The fishing profession of shrimp, fish, squid ... in Cô Tô island has been exhausted, so many types of seafood are prohibited from exploitation.

== Tourism ==

=== President Ho Chi Minh memorial site on Cô Tô Island ===
President Ho Chi Minh once visited Cô Tô in 1961. In 1962, when he visited the Northeast, the Hai Ninh Provincial Administrative Committee asked for permission to erect a statue on Cô Tô island, build a memorial house, set up beer in the places he visited, and got consent from Uncle Ho.
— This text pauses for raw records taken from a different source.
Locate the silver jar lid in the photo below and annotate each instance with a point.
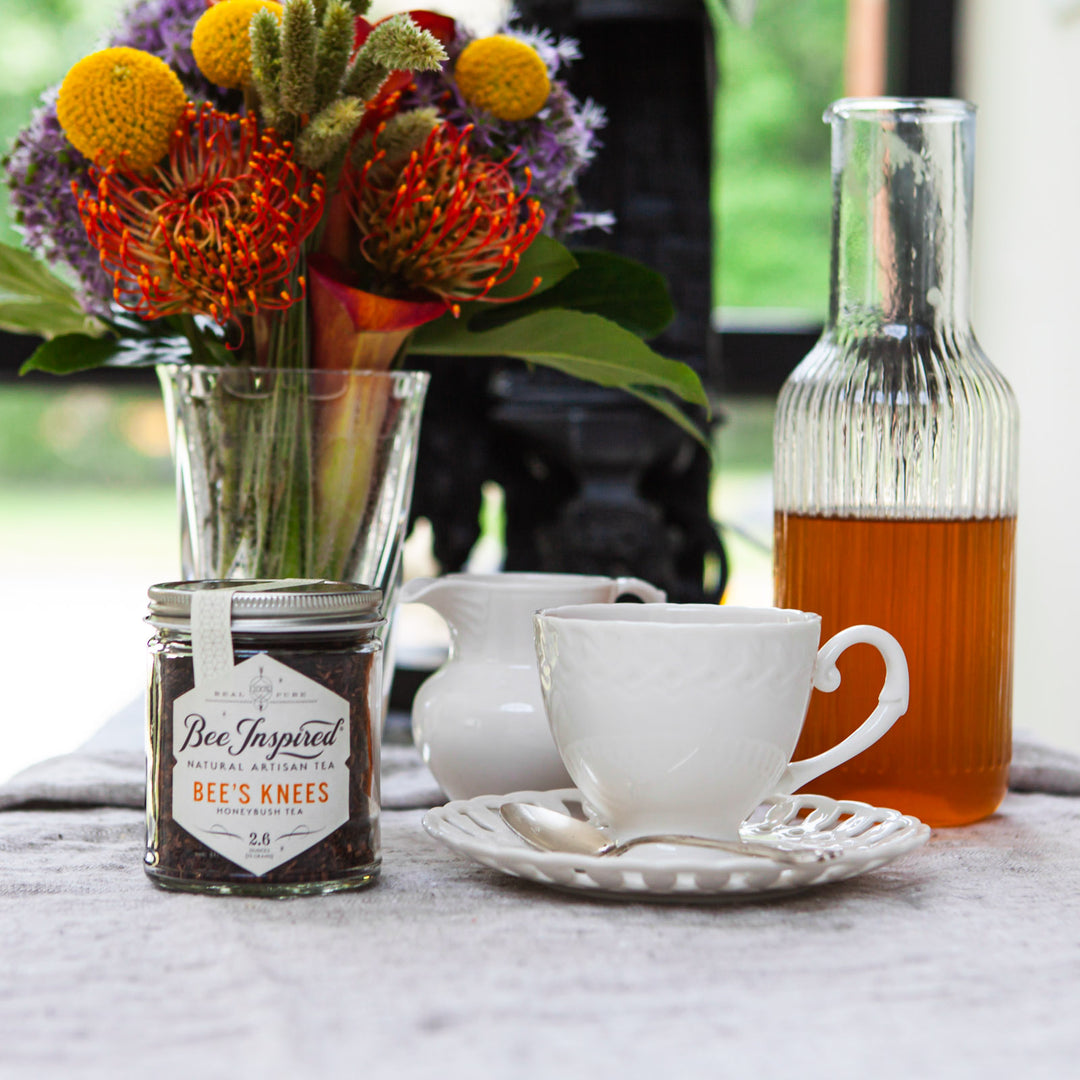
(278, 607)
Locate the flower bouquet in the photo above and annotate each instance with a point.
(275, 203)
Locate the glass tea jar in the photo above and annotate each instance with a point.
(895, 469)
(264, 737)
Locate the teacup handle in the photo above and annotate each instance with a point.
(892, 702)
(635, 586)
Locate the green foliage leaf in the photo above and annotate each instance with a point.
(622, 289)
(582, 345)
(71, 352)
(34, 300)
(544, 258)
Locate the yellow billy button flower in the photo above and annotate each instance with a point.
(504, 76)
(221, 44)
(121, 102)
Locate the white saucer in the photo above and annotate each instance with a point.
(868, 837)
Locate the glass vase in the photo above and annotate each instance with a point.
(895, 469)
(294, 473)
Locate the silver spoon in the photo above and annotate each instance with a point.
(552, 831)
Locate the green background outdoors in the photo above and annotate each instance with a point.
(771, 201)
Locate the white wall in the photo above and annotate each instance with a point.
(1020, 63)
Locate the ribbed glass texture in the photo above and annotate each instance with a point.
(895, 469)
(896, 412)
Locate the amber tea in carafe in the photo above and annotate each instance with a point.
(895, 469)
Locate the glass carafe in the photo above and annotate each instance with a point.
(895, 469)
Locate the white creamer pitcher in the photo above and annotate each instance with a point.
(480, 720)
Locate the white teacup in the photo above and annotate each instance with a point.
(682, 717)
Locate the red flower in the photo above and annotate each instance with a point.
(445, 224)
(217, 228)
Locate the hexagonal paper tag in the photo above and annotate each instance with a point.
(260, 757)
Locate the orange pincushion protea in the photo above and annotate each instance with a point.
(217, 228)
(445, 224)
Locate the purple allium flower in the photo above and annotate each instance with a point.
(40, 170)
(42, 164)
(555, 145)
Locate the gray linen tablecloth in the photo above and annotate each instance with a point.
(959, 960)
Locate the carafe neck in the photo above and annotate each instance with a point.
(902, 197)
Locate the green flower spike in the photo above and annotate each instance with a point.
(298, 58)
(328, 133)
(266, 65)
(333, 52)
(396, 44)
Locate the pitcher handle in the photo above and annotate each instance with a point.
(892, 702)
(635, 586)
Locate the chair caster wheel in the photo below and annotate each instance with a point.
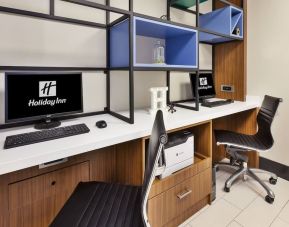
(272, 181)
(226, 189)
(269, 199)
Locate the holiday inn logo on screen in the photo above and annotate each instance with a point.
(47, 88)
(203, 81)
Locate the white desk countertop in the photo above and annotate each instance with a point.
(116, 132)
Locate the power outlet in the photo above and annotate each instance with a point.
(227, 88)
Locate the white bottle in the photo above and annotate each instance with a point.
(159, 53)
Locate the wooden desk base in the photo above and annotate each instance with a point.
(33, 196)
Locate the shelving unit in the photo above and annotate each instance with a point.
(146, 33)
(130, 40)
(216, 27)
(185, 4)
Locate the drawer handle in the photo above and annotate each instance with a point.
(184, 194)
(52, 163)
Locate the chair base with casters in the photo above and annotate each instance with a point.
(237, 162)
(237, 144)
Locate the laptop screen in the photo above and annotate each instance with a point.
(206, 85)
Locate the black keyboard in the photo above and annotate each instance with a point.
(41, 136)
(217, 103)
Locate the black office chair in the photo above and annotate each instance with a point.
(111, 204)
(236, 144)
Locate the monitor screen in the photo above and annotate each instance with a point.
(206, 85)
(30, 96)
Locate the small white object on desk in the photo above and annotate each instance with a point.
(158, 99)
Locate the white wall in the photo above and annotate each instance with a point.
(33, 42)
(268, 64)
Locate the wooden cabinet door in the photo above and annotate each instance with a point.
(36, 201)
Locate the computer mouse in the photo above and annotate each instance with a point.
(101, 124)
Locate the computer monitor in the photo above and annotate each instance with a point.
(36, 96)
(206, 85)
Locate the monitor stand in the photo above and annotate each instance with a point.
(47, 124)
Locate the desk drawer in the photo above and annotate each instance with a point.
(173, 202)
(168, 205)
(36, 201)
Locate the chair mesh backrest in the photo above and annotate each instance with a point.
(158, 137)
(265, 118)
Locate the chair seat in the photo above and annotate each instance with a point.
(101, 204)
(241, 140)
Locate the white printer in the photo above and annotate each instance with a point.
(178, 152)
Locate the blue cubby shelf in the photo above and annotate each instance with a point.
(223, 22)
(180, 44)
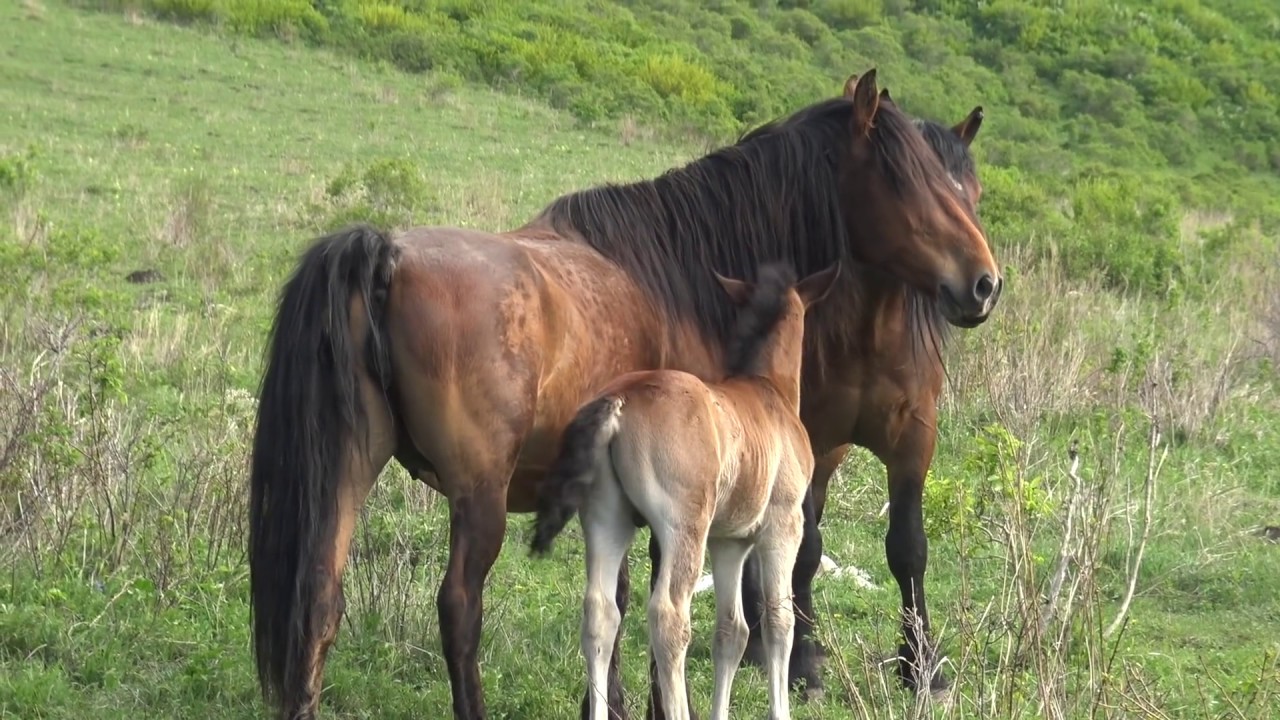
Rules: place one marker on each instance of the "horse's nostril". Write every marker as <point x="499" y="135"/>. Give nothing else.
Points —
<point x="984" y="288"/>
This place is the pride of the island district; a historical milestone affirming the sacred sovereignty of the country, giving islanders pride, faith, and determination to stick with the sea.

=== Mong Rong Stone Beach ===
There is a sedimentary rock system that has been eroded over thousands of years by seawater.

=== Van Chay Beach ===
Unlike other beaches, this place retains the inherent wild features, a clean and peaceful blue beach.

=== Tinh Yeu Beach ===
The beach attracts the most tourists because it is located near the town center, with many shops, houses, and densely populated areas, so it is well known to many people. Near the beach, there is a monument of Uncle Ho. The coastline is nearly 7 km long with white sand, and smooth, clear water. On the beach side, there is a row of green pine trees, and a paved road running along the coast.

=== Cô Tô Con Island ===
The small island is located 7 km from Cô Tô town, where there is a primeval forest containing many rare animals, in the sea containing many coral reefs.

=== Cô Tô Lighthouse ===
Cô Tô lighthouse is located on a mountain about 5 km from the town, is the highest point of the island. This building was built in the late 19th century. The road from the foot of the mountain to the lighthouse is winding under the dense forest foliage.

=== Au Port ===
As a place where ships on the sea can anchor to avoid storms, Au Port has many giant concrete pillars.

==Administrative divisions==
Currently, the district has 3 commune-level administrative units including Cô Tô town and 2 communes Thanh Lan and Dong Tien. The whole district has 13 villages and zones, of which: 5 villages belong to Dong Tien commune, 4 villages belong to Thanh Lan commune and 4 areas belong to Cô Tô town.